Edebiyatımızın ilginç yönlerinden biri de, en önemli simalardan çoğunun yabancı dil bilmemesi... Yaşar Kemal, Orhan Kemal, Aziz Nesin ve Fazıl Hüsnü Dağlarca, bunların başında geliyor. Yabancı dil bilseler, eserleri zenginleşirdi, Yaşar Kemal belki de kendine Nobel’i kazandıracak geniş boyutları kazanırdı, gibi iddialar öne sürülebilir. Buna karşılık, denebilir ki, bilselerdi ister istemez dış ülkelerin edebiyatının etkisi altında kalıp özgün eserler veremeyebilirlerdi. Ne var ki kimisi yabancı yazarları doğrudan doğruya okuyup öz değerleriyle izlemek yerine, dolaylı olarak, çevirilerden (hem de birçoğu bozuk ve cılız olan çevirilerden) okuyor, yanlış anlıyor. Kaldı ki, Borges, Fuentes, Llosa ve başkaları, İngilizce ve Fransızca orijinalleri okudular da taklit eserler vermek zorunda mı kaldılar?

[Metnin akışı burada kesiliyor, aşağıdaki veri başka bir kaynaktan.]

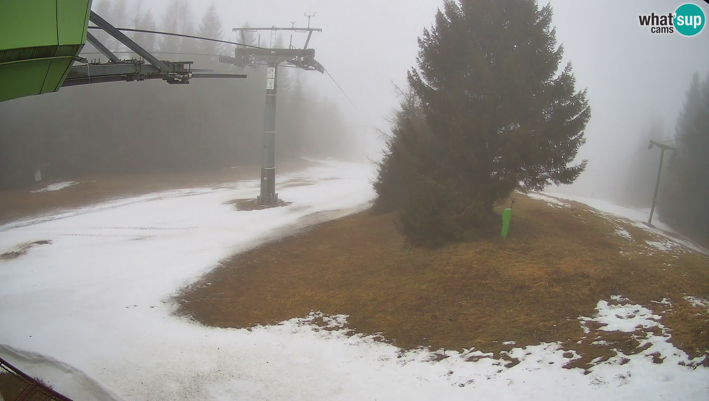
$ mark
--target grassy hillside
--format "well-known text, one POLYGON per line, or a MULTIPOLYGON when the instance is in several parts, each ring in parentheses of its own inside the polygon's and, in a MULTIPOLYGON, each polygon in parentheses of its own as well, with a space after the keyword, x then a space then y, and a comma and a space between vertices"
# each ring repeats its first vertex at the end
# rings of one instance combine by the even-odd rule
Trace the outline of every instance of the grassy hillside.
POLYGON ((515 197, 507 241, 412 248, 393 214, 365 212, 224 261, 185 290, 182 312, 222 327, 344 314, 353 332, 407 349, 498 352, 511 346, 503 341, 559 341, 584 367, 613 348, 640 352, 637 339, 649 335, 584 333, 578 318, 605 300, 654 310, 676 346, 709 354, 707 308, 685 299, 709 296, 706 255, 582 204, 515 197))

Bizdeki sorun, değişik: Edebiyatımızın kültür, bilgi, mitoloji çerçevesini genişletmek, kesin bir gereklilik olmuştur. Şiirlerimizi içgüdüyle, romanlarımızı el yordamıyla yazıyoruz. Genellikle bize bu kadarı da elverir; büyük boyutlar bizim okuru sıkar; sanatçı, okurun ötesine yönelmemelidir, der gibiyiz. Dış ülkelerin edebiyatıyla ilgilenmeyen bazı şair ve yazarlarımız, kendilerini tekrar edip duruyorlar. İlgilenenlerden, hatta iyice izleyenlerden birçoğu, işin kolay tarafına kaçıp yüzeysel özellikleri çabucak aktarıyorlar. Bu yüzden, tembellikle el çabukluğu arasında bocalayıp duruyoruz.
Büyük ünlülerden kimisi hiç okumuyor, kimisi az okuyor, kimisi yalnızca kendine benzeyenleri beğenmek ve benzemeyenleri kötülemek için okuyor, kimisi ise yabancı eserleri yasak savma gibilerden üstünkörü gözden geçiriyor, kimisi kurnazca apartmak için...
Edebiyatımız, yararlı dersler de okutan bir okul...
Sanırım, o okulun öğretmenleri de, öğrencileri de tatil veya hastalık dolayısıyla, canla başla okusalar iyi olacak.
Uzun bir süre, az okuyarak çok yazdık. Sığ kıyılardan uzaklara yönelmek günü geldi.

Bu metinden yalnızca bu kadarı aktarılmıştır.